= Samhold =

Norwegian newspaper (1885–1998)

The first issue of Samhold, published 1 January 1885

Samhold was a Norwegian newspaper, published in Gjøvik in Oppland county. From 1920 to 1945 it was named Vestopland, and from 1965 to 1984 Samhold/Velgeren.

It started on 1 January 1885, by Johan Enger who felt that the existing Liberal Party organ Gjøviks Blad was too conservative. It was sold to bookprinter C. F. Hansen in 1912, and then to the Norwegian Agrarian Association in 1920. Enger died in 1925 after a period of illness.

Under ownership of the Agrarian Association, the newspaper was merged with Gjøviks Blad to form Vestopland, signalizing its geographic anchor in the region Vest-Oppland. The allegiance shifted from Liberal to Agrarian, and under editor-in-chief Torstein Lange, formerly with Gjøviks Blad, it became increasingly Nazi-friendly. It was thus allowed to continue publishing during the occupation of Norway by Nazi Germany. After the occupation, which ended together with World War II in 1945, the entire staff save for journalist Erling Espeland were indicted for treason.

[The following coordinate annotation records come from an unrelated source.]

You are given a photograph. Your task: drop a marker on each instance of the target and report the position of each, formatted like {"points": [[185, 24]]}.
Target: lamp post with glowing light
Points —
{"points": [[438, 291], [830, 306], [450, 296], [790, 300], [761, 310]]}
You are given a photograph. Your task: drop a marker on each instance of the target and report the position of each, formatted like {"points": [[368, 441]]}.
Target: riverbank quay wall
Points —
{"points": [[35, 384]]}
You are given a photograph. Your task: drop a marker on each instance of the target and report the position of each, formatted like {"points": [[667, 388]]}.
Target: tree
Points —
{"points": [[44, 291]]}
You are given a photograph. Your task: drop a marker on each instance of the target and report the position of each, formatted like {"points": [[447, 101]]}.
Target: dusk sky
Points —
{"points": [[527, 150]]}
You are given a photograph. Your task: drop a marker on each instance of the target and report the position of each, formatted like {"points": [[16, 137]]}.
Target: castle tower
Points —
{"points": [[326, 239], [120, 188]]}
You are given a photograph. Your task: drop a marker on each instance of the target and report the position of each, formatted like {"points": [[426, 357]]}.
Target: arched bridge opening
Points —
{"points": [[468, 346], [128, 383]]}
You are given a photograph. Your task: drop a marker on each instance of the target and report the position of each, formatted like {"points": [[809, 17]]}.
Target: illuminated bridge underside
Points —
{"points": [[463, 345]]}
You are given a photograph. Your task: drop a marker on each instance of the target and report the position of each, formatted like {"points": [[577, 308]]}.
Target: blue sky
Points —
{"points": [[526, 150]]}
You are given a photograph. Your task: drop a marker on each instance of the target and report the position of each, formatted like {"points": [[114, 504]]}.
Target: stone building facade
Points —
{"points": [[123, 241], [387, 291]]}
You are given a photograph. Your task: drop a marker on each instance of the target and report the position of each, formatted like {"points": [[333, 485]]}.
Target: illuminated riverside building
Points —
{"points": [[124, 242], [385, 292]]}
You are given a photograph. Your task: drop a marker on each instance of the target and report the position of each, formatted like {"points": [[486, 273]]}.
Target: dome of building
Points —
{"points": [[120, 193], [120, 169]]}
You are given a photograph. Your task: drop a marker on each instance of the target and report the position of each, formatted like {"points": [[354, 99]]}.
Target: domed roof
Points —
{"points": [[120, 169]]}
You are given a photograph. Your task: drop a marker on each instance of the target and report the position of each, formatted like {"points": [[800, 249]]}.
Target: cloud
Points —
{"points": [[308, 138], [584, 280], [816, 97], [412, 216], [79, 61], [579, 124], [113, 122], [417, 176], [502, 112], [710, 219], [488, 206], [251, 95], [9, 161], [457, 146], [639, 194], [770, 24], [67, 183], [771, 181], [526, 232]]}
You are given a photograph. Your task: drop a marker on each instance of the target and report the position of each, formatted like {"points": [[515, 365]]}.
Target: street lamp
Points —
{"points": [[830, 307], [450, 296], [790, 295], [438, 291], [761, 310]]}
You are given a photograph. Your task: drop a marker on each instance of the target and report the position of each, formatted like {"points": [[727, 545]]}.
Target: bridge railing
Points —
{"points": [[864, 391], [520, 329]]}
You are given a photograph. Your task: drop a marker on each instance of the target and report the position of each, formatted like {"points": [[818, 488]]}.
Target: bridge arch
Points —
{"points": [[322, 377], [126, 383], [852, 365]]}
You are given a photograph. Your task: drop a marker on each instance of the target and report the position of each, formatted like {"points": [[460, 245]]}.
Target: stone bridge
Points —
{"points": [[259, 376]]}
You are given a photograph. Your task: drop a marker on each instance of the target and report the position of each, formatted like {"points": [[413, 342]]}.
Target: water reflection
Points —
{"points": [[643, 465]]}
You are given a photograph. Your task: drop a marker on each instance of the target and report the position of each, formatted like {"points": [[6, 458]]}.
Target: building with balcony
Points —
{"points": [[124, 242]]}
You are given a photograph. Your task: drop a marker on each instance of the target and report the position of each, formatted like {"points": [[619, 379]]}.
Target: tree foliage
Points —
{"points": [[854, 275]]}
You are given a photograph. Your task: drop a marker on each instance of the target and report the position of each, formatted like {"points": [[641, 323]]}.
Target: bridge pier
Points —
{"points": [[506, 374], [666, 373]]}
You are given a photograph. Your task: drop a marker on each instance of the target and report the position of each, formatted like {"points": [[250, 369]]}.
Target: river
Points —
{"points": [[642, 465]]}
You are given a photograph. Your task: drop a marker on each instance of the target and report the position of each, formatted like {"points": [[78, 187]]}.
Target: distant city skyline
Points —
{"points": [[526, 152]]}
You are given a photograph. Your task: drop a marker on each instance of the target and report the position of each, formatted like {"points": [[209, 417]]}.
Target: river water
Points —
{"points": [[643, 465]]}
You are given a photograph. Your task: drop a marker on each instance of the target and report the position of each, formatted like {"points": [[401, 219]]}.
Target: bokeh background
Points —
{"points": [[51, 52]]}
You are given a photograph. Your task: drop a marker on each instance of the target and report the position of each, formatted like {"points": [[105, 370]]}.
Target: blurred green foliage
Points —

Erling Espeland was promoted to editor after the war. The newspaper had been stopped on 8 May 1945, and resumed from 20 June 1945 without the thoroughly compromised name Vestopland. The name Samhold was instead taken back. In October 1965 it incorporated Liberal competitor Velgeren, and had the name Samhold/Velgeren until 1984. The newspaper went bankrupt in 1991, but continued until its final issue on 2 September 1998.